Now let’s assume we have again a running fresh instance of Kong and it is empty. So we now want to recreate all runtime configurations (services, routes, plugins, consumers, ….).

Thanks to the fact that Kong is storing all its configuration in a Postgres database and can be configured declaratively we have multiple options to recover - each single one of them already serves our purpose - but many customers use two or all three for most flexibility, security and speed:

Restore from database backup

If you have a backup of your database you can simply restore it and you are done. This is the easiest and fastest way if your database backup is current.

Applying a declarative dump

With decK (declarative configuration of Kong) there is a command available to dump the whole gateway configuration into YAML files:

deck dump --all-workspaces

(-all-workspaces only needed on Kong Enterprise as open source has no RBAC)

This will create a folder structure with all the configuration files. Now you can simply apply those files to your new instance of Kong:

If you dumped a single workspace / are on open source:

deck sync -s myDumpFile.yaml

If you dumped multiple workspaces they are all in one folder. You can then apply all of them at once with:

deck sync -s /path/to/myDumpFolder

This approach obviously requires that you have a current deck dump available (most common automatically stored in your version control system).

The wonder of CI/CD

This way is getting very common if you have already configured your Kong instance configuration completely with CI/CD.

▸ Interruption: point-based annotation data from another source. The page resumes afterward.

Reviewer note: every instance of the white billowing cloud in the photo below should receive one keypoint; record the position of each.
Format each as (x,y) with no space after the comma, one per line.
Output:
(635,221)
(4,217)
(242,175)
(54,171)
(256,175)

In such a scenario all runtime configurations are applied by CI/CD pipelines. So in case of a disaster you can simply re-run your CI/CD pipelines and you are done.

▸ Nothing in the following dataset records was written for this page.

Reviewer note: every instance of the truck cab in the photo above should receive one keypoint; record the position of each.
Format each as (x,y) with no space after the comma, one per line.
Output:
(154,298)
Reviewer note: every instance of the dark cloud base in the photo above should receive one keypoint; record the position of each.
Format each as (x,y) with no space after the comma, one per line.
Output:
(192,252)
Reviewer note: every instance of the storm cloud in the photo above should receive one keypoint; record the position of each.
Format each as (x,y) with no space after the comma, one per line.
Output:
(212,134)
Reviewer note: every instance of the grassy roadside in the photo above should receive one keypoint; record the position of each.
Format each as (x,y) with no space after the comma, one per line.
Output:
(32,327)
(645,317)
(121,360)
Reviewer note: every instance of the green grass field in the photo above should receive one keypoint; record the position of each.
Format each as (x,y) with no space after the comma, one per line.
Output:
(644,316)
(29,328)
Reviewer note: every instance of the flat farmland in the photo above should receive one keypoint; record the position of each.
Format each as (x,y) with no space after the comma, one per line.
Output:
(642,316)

This last approach as said is becoming more and more common as you have those pipelines anyway and don’t need to create dumps (regardless of database or deck) on a schedule. Also by nature this approach is incremental - any change to production is automatically applied to the next disaster recovery.


Having worked with a lot of Enterprise software in my career ot still amazes me how simple and quick can be achieved with Kong - I remember on other systems (regardless if API Management or anything else) with the Enterprise tag in the name this normally was some kind of nightmare.

Personally my own demo system I have invented for Kong is fully based on those concepts - I can re-run a fresh demo environment for every presentation and infrastructure (as I do have IaC for different tech stacks).